Sylvain : La faim dans la monde est toujours la conséquence de l’inégale répartition des richesse. Nous sommes, mondialement, en surproduction, nous gaspillons nos ressources et c’est bien notre mode de vie, à nous les occidentaux, qui en est responsable. Et qui doit changer.
Michel : Bien entendu on ne peut qu’être d’accord avec ces constats de Sylvain en enlevant le mot « toujours » puisque tout est relatif. Mais plus nous sommes nombreux, plus il est difficile de mettre en œuvre une égale répartition des richesses. Pour lutter contre les inégalités, les bonnes intentions qui se contentent de désigner l’objectif ne suffisent pas. Pour une sobriété partagée nous devrions baisser fortement notre niveau de vie. Un militant d’un mouvement écologiste se doit donc de montrer personnellement l’exemple de la sobriété. Que répondrait un parti écolo à cette proposition d’exemplarité?
Sylvain : La question de la démographie se posera peut-être un jour, aux générations futures, après que les autres leviers auront été actionnés. Si nous échouons à changer de civilisation. Mais nous, il nous appartient d’actionner les autres leviers (éducation, répartition des richesses, post-croissance).
Michel : Je ne sais pas si Sylvain a conscience que sa phrase veut dire que c’est aux générations futures d’assumer les conséquences de notre imprévoyance puisque, selon lui, il ne faut traiter aujourd’hui qu’une partie des problèmes. Après nous la fournaise ? Or nous, écologistes, nous œuvrons aussi pour le long terme, pour atténuer les conséquences funestes de la société thermo-industrielle. Il nous faut actionner tous les leviers, comportements individuels, actions associatives, politique électorale. Et ce dans tous les domaines. Si Sylvain ne veut pas agir sur le plan malthusien, libre à lui, mais qu’il ne dise pas qu’un parti écolo ne doit pas aborder la question démographique car ce serait là un « non sujet », donc hors sujet.

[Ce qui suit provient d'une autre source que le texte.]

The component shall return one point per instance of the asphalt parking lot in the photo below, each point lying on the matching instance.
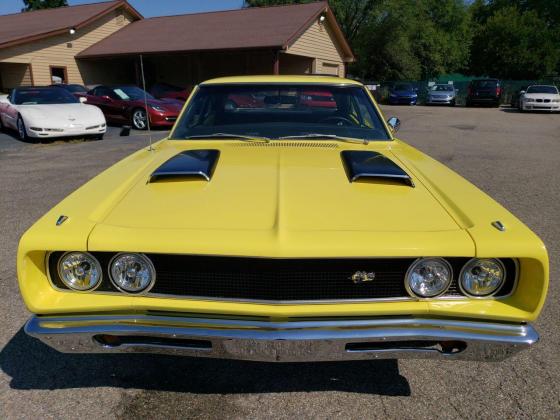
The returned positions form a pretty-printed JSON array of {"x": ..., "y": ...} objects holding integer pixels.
[{"x": 513, "y": 157}]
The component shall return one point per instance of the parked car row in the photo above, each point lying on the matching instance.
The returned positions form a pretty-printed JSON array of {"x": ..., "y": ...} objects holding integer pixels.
[{"x": 479, "y": 92}]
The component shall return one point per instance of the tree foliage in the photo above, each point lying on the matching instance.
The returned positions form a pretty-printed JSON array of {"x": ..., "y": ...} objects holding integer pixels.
[
  {"x": 30, "y": 5},
  {"x": 401, "y": 39},
  {"x": 516, "y": 39}
]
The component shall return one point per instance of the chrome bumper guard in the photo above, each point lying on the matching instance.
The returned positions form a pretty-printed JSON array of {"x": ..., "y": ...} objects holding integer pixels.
[{"x": 291, "y": 341}]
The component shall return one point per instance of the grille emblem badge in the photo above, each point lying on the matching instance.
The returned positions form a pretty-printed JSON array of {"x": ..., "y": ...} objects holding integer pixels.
[{"x": 362, "y": 277}]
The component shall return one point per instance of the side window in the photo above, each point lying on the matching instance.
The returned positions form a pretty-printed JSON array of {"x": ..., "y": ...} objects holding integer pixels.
[{"x": 102, "y": 91}]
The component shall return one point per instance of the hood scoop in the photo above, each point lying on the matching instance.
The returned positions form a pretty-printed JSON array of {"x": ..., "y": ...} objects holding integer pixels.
[
  {"x": 188, "y": 164},
  {"x": 365, "y": 164}
]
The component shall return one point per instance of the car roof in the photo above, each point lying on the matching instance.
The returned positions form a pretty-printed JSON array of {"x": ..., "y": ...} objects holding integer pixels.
[
  {"x": 33, "y": 88},
  {"x": 301, "y": 79}
]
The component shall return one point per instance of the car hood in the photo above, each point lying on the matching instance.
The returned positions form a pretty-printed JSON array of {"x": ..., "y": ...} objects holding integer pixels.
[
  {"x": 57, "y": 114},
  {"x": 541, "y": 95},
  {"x": 404, "y": 92},
  {"x": 277, "y": 198},
  {"x": 167, "y": 103}
]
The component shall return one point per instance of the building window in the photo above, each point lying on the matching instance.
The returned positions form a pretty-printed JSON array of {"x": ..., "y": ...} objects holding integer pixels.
[{"x": 58, "y": 75}]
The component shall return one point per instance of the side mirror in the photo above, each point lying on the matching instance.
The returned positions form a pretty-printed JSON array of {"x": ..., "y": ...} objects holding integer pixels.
[
  {"x": 125, "y": 131},
  {"x": 394, "y": 124}
]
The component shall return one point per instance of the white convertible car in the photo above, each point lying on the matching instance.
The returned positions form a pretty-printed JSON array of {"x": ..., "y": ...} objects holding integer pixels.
[
  {"x": 44, "y": 112},
  {"x": 540, "y": 98}
]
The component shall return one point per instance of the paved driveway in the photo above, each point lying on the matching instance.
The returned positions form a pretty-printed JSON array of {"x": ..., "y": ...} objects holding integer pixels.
[{"x": 513, "y": 157}]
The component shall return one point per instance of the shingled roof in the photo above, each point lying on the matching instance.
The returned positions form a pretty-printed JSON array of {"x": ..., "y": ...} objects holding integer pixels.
[
  {"x": 260, "y": 27},
  {"x": 20, "y": 28}
]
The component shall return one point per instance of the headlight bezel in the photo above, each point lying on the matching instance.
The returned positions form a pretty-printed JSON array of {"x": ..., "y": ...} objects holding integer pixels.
[
  {"x": 412, "y": 266},
  {"x": 490, "y": 295},
  {"x": 90, "y": 256},
  {"x": 128, "y": 292}
]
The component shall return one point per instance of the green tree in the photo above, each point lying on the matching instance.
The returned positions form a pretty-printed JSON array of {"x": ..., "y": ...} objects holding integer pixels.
[
  {"x": 401, "y": 39},
  {"x": 414, "y": 40},
  {"x": 516, "y": 39},
  {"x": 30, "y": 5}
]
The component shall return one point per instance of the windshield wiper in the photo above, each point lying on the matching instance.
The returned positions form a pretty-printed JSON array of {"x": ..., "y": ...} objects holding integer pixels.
[
  {"x": 325, "y": 136},
  {"x": 228, "y": 136}
]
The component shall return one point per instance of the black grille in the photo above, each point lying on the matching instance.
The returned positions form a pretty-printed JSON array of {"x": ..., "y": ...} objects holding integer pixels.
[{"x": 277, "y": 279}]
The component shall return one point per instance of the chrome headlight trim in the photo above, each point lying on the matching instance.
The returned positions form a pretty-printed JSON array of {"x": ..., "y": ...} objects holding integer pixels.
[
  {"x": 150, "y": 266},
  {"x": 95, "y": 260},
  {"x": 504, "y": 279},
  {"x": 414, "y": 264}
]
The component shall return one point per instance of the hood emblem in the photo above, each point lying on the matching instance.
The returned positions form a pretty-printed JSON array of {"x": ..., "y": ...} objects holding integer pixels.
[{"x": 362, "y": 277}]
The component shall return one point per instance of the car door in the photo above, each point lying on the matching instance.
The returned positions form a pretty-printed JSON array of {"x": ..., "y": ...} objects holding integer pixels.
[
  {"x": 9, "y": 112},
  {"x": 108, "y": 102}
]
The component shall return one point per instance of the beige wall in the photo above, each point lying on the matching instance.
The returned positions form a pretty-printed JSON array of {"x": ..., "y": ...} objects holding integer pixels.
[
  {"x": 13, "y": 75},
  {"x": 319, "y": 42},
  {"x": 61, "y": 50}
]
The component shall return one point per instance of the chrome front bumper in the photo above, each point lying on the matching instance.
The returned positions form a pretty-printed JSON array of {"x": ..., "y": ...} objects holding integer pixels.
[{"x": 291, "y": 341}]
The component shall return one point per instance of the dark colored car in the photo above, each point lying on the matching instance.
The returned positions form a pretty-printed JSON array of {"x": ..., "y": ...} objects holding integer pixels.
[
  {"x": 75, "y": 89},
  {"x": 403, "y": 94},
  {"x": 484, "y": 92},
  {"x": 127, "y": 105},
  {"x": 167, "y": 91}
]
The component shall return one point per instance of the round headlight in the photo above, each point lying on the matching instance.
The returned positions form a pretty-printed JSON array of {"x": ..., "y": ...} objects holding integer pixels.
[
  {"x": 79, "y": 271},
  {"x": 428, "y": 277},
  {"x": 482, "y": 277},
  {"x": 132, "y": 273}
]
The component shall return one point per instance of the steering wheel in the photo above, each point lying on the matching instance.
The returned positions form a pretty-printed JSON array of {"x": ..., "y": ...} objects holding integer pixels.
[{"x": 341, "y": 120}]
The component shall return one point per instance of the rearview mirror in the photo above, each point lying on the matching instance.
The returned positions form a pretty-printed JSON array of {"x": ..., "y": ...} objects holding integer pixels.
[
  {"x": 394, "y": 124},
  {"x": 125, "y": 131}
]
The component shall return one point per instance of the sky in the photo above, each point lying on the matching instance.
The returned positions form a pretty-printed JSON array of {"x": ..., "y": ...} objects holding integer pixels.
[{"x": 148, "y": 8}]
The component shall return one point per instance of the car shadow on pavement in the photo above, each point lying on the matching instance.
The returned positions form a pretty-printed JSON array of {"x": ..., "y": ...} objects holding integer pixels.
[{"x": 33, "y": 365}]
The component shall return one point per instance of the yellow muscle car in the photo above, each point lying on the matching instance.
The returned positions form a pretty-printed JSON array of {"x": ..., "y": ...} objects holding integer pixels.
[{"x": 281, "y": 220}]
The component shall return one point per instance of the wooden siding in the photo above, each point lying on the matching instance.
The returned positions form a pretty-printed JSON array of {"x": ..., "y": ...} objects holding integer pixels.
[
  {"x": 13, "y": 75},
  {"x": 61, "y": 50},
  {"x": 319, "y": 43}
]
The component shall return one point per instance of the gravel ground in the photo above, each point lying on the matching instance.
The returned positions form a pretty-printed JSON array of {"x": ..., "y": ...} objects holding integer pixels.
[{"x": 513, "y": 157}]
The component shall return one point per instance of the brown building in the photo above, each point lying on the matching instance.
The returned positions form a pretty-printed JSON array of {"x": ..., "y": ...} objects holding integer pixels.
[{"x": 101, "y": 44}]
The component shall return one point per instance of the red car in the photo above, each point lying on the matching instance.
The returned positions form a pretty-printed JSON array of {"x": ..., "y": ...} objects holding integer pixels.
[
  {"x": 127, "y": 105},
  {"x": 167, "y": 91},
  {"x": 317, "y": 99}
]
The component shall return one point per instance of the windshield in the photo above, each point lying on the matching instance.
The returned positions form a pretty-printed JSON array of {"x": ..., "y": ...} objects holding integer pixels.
[
  {"x": 403, "y": 86},
  {"x": 485, "y": 83},
  {"x": 76, "y": 88},
  {"x": 131, "y": 93},
  {"x": 43, "y": 97},
  {"x": 443, "y": 88},
  {"x": 542, "y": 89},
  {"x": 275, "y": 111}
]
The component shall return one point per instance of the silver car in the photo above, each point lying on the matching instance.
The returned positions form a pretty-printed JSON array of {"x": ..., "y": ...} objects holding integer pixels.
[{"x": 443, "y": 94}]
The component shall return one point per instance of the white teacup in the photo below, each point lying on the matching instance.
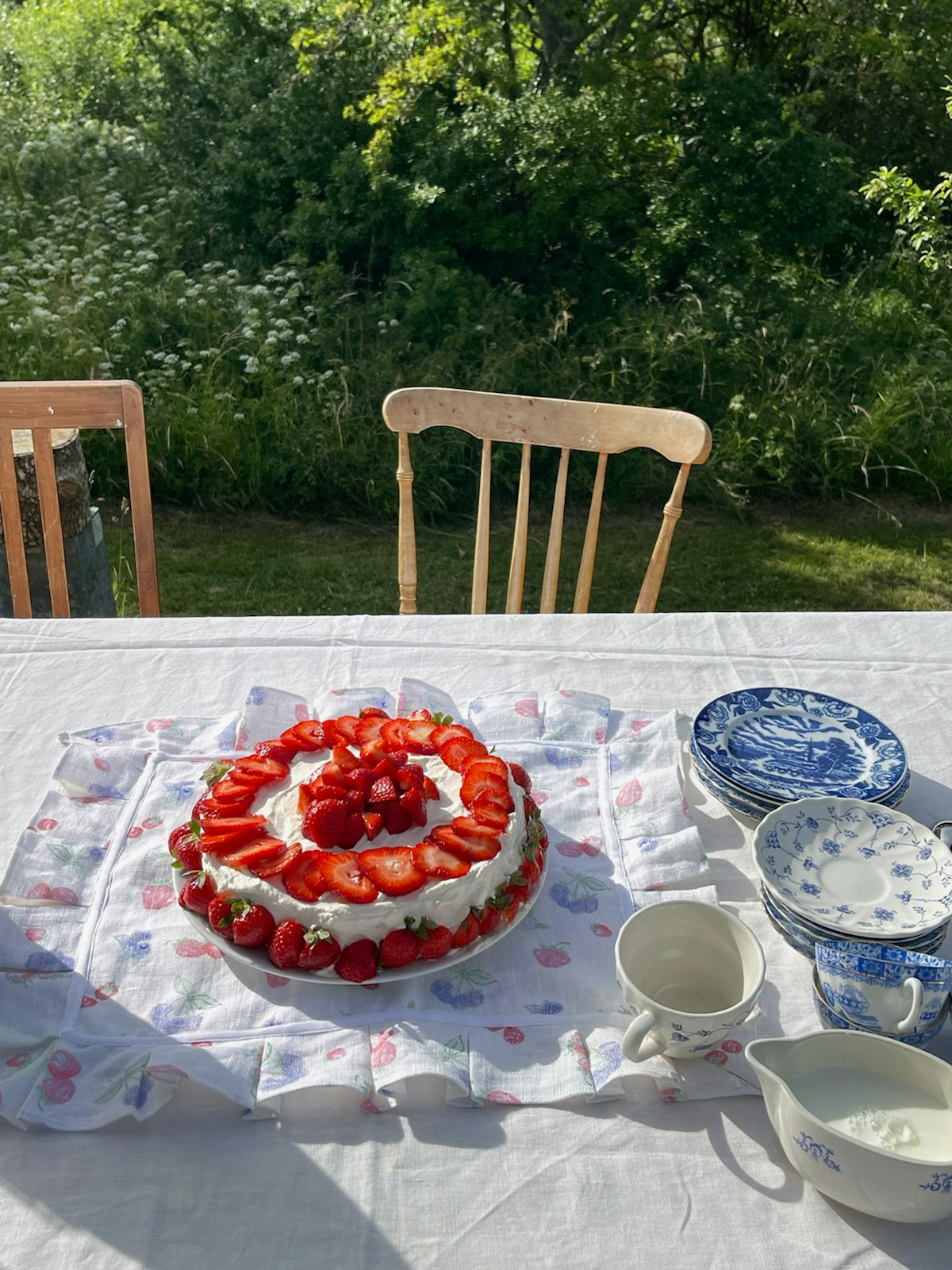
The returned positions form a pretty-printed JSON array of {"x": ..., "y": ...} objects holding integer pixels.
[{"x": 692, "y": 971}]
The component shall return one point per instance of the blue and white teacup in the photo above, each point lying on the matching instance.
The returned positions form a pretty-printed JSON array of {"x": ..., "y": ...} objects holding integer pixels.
[{"x": 882, "y": 988}]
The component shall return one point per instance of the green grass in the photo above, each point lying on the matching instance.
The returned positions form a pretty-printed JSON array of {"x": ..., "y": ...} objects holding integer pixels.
[{"x": 829, "y": 556}]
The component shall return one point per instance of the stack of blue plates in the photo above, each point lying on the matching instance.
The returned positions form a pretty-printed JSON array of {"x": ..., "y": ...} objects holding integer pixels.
[
  {"x": 803, "y": 935},
  {"x": 759, "y": 749}
]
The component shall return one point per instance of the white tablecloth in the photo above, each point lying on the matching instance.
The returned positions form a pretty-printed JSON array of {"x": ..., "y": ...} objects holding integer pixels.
[{"x": 428, "y": 1185}]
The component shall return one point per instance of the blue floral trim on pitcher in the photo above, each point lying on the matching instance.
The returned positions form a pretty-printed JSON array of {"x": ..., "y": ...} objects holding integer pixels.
[{"x": 818, "y": 1151}]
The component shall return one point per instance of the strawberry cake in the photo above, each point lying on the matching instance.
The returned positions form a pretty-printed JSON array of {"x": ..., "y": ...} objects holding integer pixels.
[{"x": 363, "y": 844}]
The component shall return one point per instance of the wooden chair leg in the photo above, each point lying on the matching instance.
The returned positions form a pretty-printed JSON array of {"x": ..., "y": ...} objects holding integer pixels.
[
  {"x": 651, "y": 587},
  {"x": 406, "y": 541}
]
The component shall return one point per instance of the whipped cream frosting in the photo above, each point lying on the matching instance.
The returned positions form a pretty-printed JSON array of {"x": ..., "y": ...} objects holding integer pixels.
[{"x": 444, "y": 901}]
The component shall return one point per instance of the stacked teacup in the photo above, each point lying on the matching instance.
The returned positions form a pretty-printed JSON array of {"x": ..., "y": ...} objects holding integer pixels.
[{"x": 879, "y": 988}]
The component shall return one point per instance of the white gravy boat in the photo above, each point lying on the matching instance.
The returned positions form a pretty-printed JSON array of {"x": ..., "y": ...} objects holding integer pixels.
[{"x": 865, "y": 1119}]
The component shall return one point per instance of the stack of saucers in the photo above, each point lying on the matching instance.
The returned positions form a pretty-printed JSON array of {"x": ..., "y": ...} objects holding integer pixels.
[
  {"x": 835, "y": 869},
  {"x": 759, "y": 749}
]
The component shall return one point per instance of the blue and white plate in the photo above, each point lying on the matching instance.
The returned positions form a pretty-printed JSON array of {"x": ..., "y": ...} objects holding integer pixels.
[
  {"x": 856, "y": 868},
  {"x": 787, "y": 743},
  {"x": 757, "y": 808},
  {"x": 805, "y": 935}
]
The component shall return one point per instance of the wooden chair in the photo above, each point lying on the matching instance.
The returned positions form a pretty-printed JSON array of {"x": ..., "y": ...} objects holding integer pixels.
[
  {"x": 42, "y": 408},
  {"x": 606, "y": 429}
]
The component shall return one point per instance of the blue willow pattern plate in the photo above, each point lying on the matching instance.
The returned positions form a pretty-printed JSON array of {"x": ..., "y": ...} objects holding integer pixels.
[
  {"x": 854, "y": 867},
  {"x": 789, "y": 743}
]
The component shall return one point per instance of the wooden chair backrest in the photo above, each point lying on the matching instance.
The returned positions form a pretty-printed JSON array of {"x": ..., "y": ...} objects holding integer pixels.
[
  {"x": 601, "y": 429},
  {"x": 41, "y": 408}
]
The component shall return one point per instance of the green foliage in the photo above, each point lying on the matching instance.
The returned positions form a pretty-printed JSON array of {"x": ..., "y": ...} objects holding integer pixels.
[{"x": 272, "y": 213}]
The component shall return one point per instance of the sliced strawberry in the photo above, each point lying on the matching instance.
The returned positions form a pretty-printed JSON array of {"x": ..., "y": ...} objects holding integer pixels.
[
  {"x": 520, "y": 776},
  {"x": 397, "y": 818},
  {"x": 344, "y": 876},
  {"x": 446, "y": 732},
  {"x": 346, "y": 728},
  {"x": 324, "y": 821},
  {"x": 486, "y": 764},
  {"x": 416, "y": 806},
  {"x": 444, "y": 837},
  {"x": 310, "y": 736},
  {"x": 333, "y": 774},
  {"x": 257, "y": 852},
  {"x": 359, "y": 962},
  {"x": 372, "y": 752},
  {"x": 486, "y": 783},
  {"x": 276, "y": 749},
  {"x": 489, "y": 812},
  {"x": 344, "y": 759},
  {"x": 457, "y": 749},
  {"x": 385, "y": 768},
  {"x": 416, "y": 737},
  {"x": 393, "y": 733},
  {"x": 372, "y": 825},
  {"x": 501, "y": 798},
  {"x": 219, "y": 826},
  {"x": 399, "y": 948},
  {"x": 384, "y": 791},
  {"x": 209, "y": 808},
  {"x": 230, "y": 791},
  {"x": 352, "y": 832},
  {"x": 359, "y": 779},
  {"x": 437, "y": 863},
  {"x": 291, "y": 738},
  {"x": 302, "y": 878},
  {"x": 466, "y": 845},
  {"x": 466, "y": 931},
  {"x": 255, "y": 770},
  {"x": 321, "y": 950},
  {"x": 276, "y": 868},
  {"x": 317, "y": 791},
  {"x": 370, "y": 728},
  {"x": 355, "y": 800},
  {"x": 393, "y": 870}
]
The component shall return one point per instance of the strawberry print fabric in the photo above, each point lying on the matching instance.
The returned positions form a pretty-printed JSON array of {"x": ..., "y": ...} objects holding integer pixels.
[{"x": 111, "y": 996}]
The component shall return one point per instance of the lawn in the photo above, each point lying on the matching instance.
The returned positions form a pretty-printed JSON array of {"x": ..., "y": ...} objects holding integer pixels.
[{"x": 827, "y": 556}]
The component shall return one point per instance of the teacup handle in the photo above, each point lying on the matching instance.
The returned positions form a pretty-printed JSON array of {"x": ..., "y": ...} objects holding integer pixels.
[
  {"x": 912, "y": 1019},
  {"x": 636, "y": 1043}
]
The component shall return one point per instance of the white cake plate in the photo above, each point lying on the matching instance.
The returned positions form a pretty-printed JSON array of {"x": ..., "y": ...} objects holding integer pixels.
[{"x": 258, "y": 959}]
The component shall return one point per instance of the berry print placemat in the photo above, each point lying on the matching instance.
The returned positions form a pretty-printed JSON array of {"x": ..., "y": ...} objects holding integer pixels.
[{"x": 111, "y": 997}]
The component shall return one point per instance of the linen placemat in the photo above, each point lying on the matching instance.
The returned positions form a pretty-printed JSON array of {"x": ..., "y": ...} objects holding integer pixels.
[{"x": 112, "y": 997}]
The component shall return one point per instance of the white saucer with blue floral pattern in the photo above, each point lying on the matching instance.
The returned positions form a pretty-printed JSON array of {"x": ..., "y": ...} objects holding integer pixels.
[
  {"x": 790, "y": 743},
  {"x": 854, "y": 867}
]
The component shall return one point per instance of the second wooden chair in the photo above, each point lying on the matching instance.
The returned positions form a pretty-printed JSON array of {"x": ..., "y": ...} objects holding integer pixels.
[{"x": 566, "y": 425}]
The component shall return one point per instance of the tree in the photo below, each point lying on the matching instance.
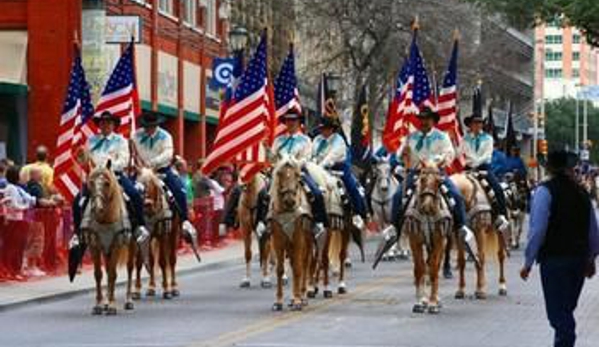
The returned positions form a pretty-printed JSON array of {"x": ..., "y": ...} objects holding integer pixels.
[
  {"x": 561, "y": 121},
  {"x": 583, "y": 14}
]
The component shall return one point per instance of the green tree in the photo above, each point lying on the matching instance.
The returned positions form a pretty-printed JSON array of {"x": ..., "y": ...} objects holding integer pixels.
[
  {"x": 561, "y": 122},
  {"x": 583, "y": 14}
]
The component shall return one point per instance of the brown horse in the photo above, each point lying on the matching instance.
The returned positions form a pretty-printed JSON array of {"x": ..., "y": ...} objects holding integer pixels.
[
  {"x": 428, "y": 222},
  {"x": 106, "y": 231},
  {"x": 489, "y": 241},
  {"x": 247, "y": 211},
  {"x": 164, "y": 239},
  {"x": 291, "y": 225}
]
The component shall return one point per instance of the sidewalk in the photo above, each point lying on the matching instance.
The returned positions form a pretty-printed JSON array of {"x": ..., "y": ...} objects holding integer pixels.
[{"x": 15, "y": 294}]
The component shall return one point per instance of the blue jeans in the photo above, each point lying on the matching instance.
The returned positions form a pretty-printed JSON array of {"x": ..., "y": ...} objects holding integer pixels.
[
  {"x": 562, "y": 279},
  {"x": 319, "y": 210},
  {"x": 175, "y": 185}
]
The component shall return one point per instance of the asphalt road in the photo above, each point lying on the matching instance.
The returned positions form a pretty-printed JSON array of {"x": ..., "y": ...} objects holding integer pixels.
[{"x": 213, "y": 311}]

Comme il existe des restos pour les amateurs de viande, ou de poissons, il en existe aussi pour les végés. D’autres pour les musulmans, il en existe même pour les naturistes, les échangistes etc. Bref il y en a pour tous les goûts et toutes les bourses. Avant hier Biosphère nous annonçait que durant tout ce mois d’août nous aurions la question démographique au menu, je me suis alors dit que je ferais mieux de changer de resto. Hier surprise, en entrée on a eu droit à du bébé rôti, au moins ça c’était nouveau. Et aujourd’hui voilà qu’on nous sort du frigo, si ce n’est de la poubelle, le plat du 16 décembre dernier. Qui n’était déjà que du réchauffé, du faisandé. En attendant, un chose est sûre, il n’est pas facile d’innover. Le Tabou, les vrais et les bons zécolos, toujours la même tambouille. Sauf que, toujours manger la même chose à la longue ça dégoûte.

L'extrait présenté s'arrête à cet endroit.